De heer Cramer (ChristenUnie):

Het gaat mij om de taak van de Kamer en de regering. Ik snap de noodsituatie, maar als er drie maanden lang sprake is van een noodsituatie, dan is die eigenlijk gewoon geworden. Onder die stress moeten wij een weloverwogen besluit kunnen nemen. Daartoe moeten wij naar nieuwe vormen zoeken. Collega Van der Vlies zei al dat wij ook op maandagmorgen om zes uur bij elkaar komen. Desnoods leggen wij een halve dag de beurshandel stil. Weet ik veel wat wij kunnen bedenken? Laten wij wegkomen van het achterna jagen van onze eigen staart en ervoor zorgen dat wij een weloverwogen discussie tussen Kamer en regering kunnen hebben. Ik heb dan niets aan de beste intenties. Ik heb de minister ruimhartig gesteund op het punt van het definitieve besluit. Wij moeten echter ook toe naar een definitieve afspraak over hoe in deze stresssituatie tot normale besluitvorming kan worden gekomen.

Minister Bos:

Ik doe niets liever. Met een maandagochtendvariant heb ik geen enkel probleem, hoe vroeg die ook moet beginnen. Als dat een oplossing is, dan ben ik daar gaarne toe bereid. Het hele streven was gericht op een volwaardigere aanpak dan vorige keren. Er zijn echter elementen die ik niet in de hand heb. In een complexe en zeer unieke transactie is niet in je eentje af te dwingen hoe snel uiteindelijk resultaat wordt bereikt. Sterker nog, als de tegenpartij weet dat ik een deadline heb, verzwakt dat mijn onderhandelingspositie.

De voorzitter:

U bent nu eenmaal afhankelijk van de controle van het parlement.

Minister Bos:

Zeker, maar dan mag het parlement daarna ook niet klagen over het resultaat van de transactie.

De voorzitter:

Nee, maar zo werkt het wel.

De heer Tony van Dijck (PVV):

Ik steun het betoog van de heer Cramer volledig. Tot nu toe hebben wij veel te vaak meegemaakt dat wij voor een voldongen feit werden geplaatst en het nakijken hadden. Dat kan natuurlijk niet, vooral niet als de minister met negen nullen smijt.

De voorzitter:

Uw vraag.

De heer Tony van Dijck (PVV):

Ik heb een vraag over de heer Tilmant. Wij weten allemaal dat hij een jaarsalaris van 1,35 mln. heeft, wat op zich al belachelijk is. Hij heeft nu geen exitbonus maar een vertrekregeling gekregen van 1,35 mln. De minister zegt: dat was afgesproken dus daar kunnen wij niets meer aan doen. Bij elke interventie worden echter nieuwe afspraken gemaakt, dus kan hij nieuwe voorwaarden stellen. Hij had kunnen zeggen: wij maken deze deal, maar dan geen bonussen of vertrekregelingen gedurende 2009, voor niemand. Dat had hij kunnen doen maar heeft hij niet gedaan. Kennelijk vindt hij 1,35 mln. als vertrekregeling voor de heer Tilmant een redelijk bedrag.

Minister Bos:

Er is geen vertrekbonus. Het gaat om één jaarsalaris bij vertrek, wat precies conform de code-Tabaksblat is. Die geniet op dit punt grote steun van een grote meerderheid van de Kamer.

De voorzitter:

Ik sluit de discussie over dit onderwerp. Hebt u nog een heel ander punt?

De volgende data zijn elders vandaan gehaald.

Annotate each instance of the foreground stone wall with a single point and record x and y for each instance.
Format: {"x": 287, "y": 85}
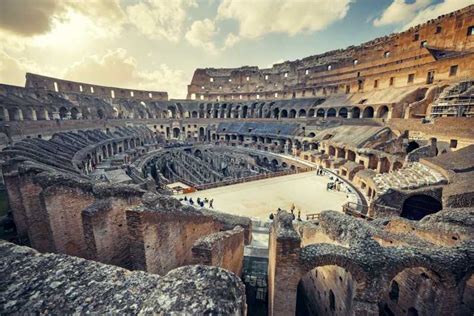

De heer Tony van Dijck (PVV):

De code-Tabaksblat komt nu voor het eerst aan de orde.

De voorzitter:

U hoort het misschien voor het eerst, maar ik minstens voor de tweede keer.

De beraadslaging wordt gesloten.

De voorzitter:

Wij stemmen volgende week dinsdag over de moties. Ik dank de minister voor zijn antwoorden en de leden voor hun prettige medewerking aan dit debat.